我开发了Spring Boot + Spring Data Jpa Rest示例。我开发了下面的代码并给出了下面的错误,即使我无法启动 Swagger 也给我错误。


{

    "timestamp": "2019-07-22T15:29:04.487+0000",

    "status": 500,

    "error": "Internal Server Error",

    "message": "Could not write JSON: Infinite recursion (StackOverflowError); nested exception is com.fasterxml.jackson.databind.JsonMappingException: Infinite recursion (StackOverflowError) (through reference chain: java.util.ArrayList[0]->com.example.demo.entity.Employee[\"department\"]->com.example.demo.entity.Department$HibernateProxy$muKgohop[\"employees\"])",

    "path": "/employees/findEmployees/john"

}

RangeError:在 Mt.map (immutable.js:4401) 在 e (utils.js:64) 在 immutable.js:3016 在 immutable.js:2699 在 ft.__iterate (immutable.js:2206)在 Mt.__iterate (immutable.js:2698) 在 r.Lt.r.__iterateUncached (immutable.js:3015) 在 le (immutable.js:604) 在 rJ__iterate (immutable.js:274) 在 r.forEach (immutable .js:4381)

Employee.java


@Builder

@Data

@AllArgsConstructor

@NoArgsConstructor

@Entity

public class Employee implements Serializable{

    private static final long serialVersionUID = 1L;


    @Id

    @GeneratedValue(strategy = GenerationType.IDENTITY)

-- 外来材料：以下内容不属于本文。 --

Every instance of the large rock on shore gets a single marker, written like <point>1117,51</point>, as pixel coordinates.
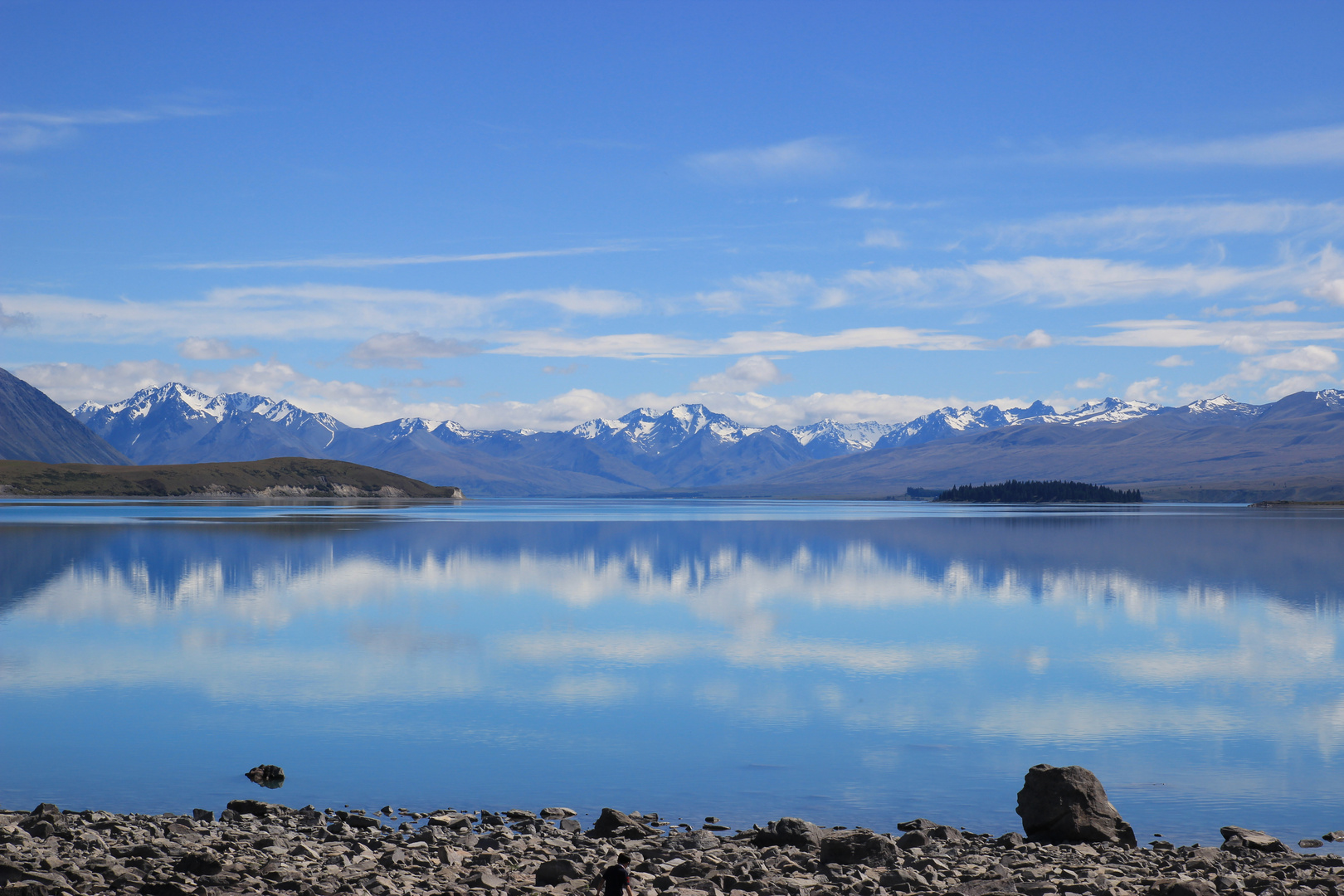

    @Column(name="EMPLOYEE_ID")

    private Long employeeId;


    @Column(name="FIRST_NAME")

    private String firstName;


    @Column(name="LAST_NAME")

    private String lastName;


    @Column(name="EMAIL_ID")

    private String email;


    @Column(name="STATUS")

    private String status;


    @Column(name="BIRTH_DATE")

    private LocalDate birthDate;


    @Column(name="PROJECT_ASSOCIATION")

    private Integer projectAssociation;


    @Column(name="GOAL_COUNT")

    private Integer goalCnt;


    @ManyToOne(fetch = FetchType.LAZY)

    @JoinColumn(name = "DEPT_ID", nullable = false)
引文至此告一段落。